Travail en amont. Inutile d’attendre des membres du conseil exécutif qu’ils remédient, sur les questions sociales, aux limites des autres instances. « La matière est tellement complexe que les chefs d’entreprise et les patrons de fédération s’y perdent. Ils ont besoin de l’expertise technique des juristes. Au risque de les laisser prendre le pouvoir », analyse la directrice juridique d’une fédération patronale. « Rien n’empêche les élus, qui ne peuvent tout connaître, de travailler en amont. Mais, de notre côté, nous avons des marges de progression pour être plus pédagogues et faire comprendre les enjeux ! » admet Jean-François Pilliard. Le problème devrait être moins aigu dans la nouvelle enceinte. Car l’équipe constituée autour de Pierre Gattaz a fait savoir son intention de remettre au goût du jour la subsidiarité. En recentrant le rôle social du Medef sur les grands accords transverses pour mieux renvoyer le reste vers l’entreprise et la branche. Une façon de remettre chacun devant ses responsabilités.

PIERRE GATTAZ Président du Medef
« Trop institutionnaliser le dialogue social peut le tuer »

Placez-vous les questions sociales au cœur de votre mandat ?

Elles sont totalement prioritaires. Car mon obsession, c’est l’emploi. Les entreprises peuvent améliorer leur compétitivité en agissant sur l’innovation, leurs procédés de fabrication, leur organisation du travail. Mais leur capacité à embaucher dépend aussi de l’environnement dans lequel elles évoluent. Sur des sujets majeurs comme le coût du travail, la fiscalité, la réglementation, elles ont besoin que le Medef porte leur voix.

Quelle réforme de la législation sociale appelez-vous de vos vœux ?

Depuis trente ans, on traite les questions liées au travail de façon contraignante. En instaurant des pénalités et de la réglementation sur tous les sujets, qu’il s’agisse de la formation des jeunes ou du maintien dans l’emploi des seniors, de l’intégration des travailleurs handicapés ou de la promotion des femmes. Ces enjeux sont importants mais parfois éloignés des urgences des entrepreneurs, qui se soucient d’abord de leurs clients et de leur compétitivité. On ne réglera pas les problèmes du pays sous la contrainte, à coups de décrets, de taxes, de nouveaux articles dans le Code du travail. À trop institutionnaliser le dialogue social, dans les entreprises, les branches ou l’interpro, on risque de le tuer.

Pourquoi ce binôme FFSA-UIMM à la tête du pôle social ?

Mieux vaut associer les compétences que les opposer.

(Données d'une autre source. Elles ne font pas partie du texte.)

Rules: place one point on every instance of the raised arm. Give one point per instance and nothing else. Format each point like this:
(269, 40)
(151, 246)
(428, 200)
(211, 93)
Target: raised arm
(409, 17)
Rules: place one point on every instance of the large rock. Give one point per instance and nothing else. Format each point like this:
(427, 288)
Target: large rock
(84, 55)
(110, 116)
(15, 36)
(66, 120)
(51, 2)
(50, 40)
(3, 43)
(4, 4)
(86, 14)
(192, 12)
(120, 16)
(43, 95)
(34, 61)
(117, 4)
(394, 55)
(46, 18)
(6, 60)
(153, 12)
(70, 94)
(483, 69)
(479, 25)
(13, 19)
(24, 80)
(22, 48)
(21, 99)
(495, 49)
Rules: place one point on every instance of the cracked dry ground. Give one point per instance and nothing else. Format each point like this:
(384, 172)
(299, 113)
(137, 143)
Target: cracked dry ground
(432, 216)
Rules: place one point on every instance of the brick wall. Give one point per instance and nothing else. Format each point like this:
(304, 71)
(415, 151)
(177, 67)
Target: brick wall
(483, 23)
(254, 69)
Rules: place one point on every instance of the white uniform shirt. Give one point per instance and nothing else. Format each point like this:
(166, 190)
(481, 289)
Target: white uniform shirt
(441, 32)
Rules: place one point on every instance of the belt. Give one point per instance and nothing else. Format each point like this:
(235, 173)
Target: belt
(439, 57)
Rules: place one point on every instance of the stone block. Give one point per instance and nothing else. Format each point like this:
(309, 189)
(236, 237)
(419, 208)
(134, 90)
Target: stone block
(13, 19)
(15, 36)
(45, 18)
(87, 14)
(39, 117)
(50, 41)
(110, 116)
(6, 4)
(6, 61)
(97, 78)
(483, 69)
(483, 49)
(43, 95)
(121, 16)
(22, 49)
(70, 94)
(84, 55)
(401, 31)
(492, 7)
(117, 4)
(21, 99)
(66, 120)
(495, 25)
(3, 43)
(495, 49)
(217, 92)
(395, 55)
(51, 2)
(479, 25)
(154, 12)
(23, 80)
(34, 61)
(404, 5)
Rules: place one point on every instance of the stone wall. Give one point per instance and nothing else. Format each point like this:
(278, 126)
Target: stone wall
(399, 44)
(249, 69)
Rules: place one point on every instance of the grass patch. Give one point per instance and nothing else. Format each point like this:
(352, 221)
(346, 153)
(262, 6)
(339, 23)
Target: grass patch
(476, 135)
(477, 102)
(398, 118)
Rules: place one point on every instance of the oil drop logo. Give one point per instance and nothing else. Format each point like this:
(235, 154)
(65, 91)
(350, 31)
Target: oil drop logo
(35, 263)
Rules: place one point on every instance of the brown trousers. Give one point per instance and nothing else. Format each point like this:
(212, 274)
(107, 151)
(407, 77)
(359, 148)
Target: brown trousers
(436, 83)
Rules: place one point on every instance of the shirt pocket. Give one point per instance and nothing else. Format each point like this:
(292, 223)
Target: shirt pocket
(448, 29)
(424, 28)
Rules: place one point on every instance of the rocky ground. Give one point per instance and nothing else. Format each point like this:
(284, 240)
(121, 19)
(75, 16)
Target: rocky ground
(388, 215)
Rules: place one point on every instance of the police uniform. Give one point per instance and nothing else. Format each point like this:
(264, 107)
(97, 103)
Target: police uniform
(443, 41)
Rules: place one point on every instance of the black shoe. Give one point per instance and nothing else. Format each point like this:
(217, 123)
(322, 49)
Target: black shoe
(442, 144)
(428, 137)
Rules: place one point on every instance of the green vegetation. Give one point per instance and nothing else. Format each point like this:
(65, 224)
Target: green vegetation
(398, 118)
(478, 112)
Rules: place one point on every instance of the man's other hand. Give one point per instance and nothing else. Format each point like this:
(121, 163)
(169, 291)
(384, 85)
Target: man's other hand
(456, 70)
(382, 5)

Dans tous les pôles, j’ai cherché à constituer des binômes composés d’un représentant de fédération et d’un patron de terrain. Notre objectif commun, la réussite de la France et de ses entreprises, doit transcender les intérêts particuliers. Je veux un patronat uni, qui dépasse les clivages entre organisations.

Participerez-vous personnellement et activement aux prises de décision sur le champ du social ?

J’aime travailler collectivement. Je suis quelqu’un de très participatif, j’écoute beaucoup. Mais quand il faudra trancher entre plusieurs positions, j’interviendrai. Fondamentalement, je serai très présent dans la prise de décision finale. Il n’y a qu’un chef au Medef, c’est moi.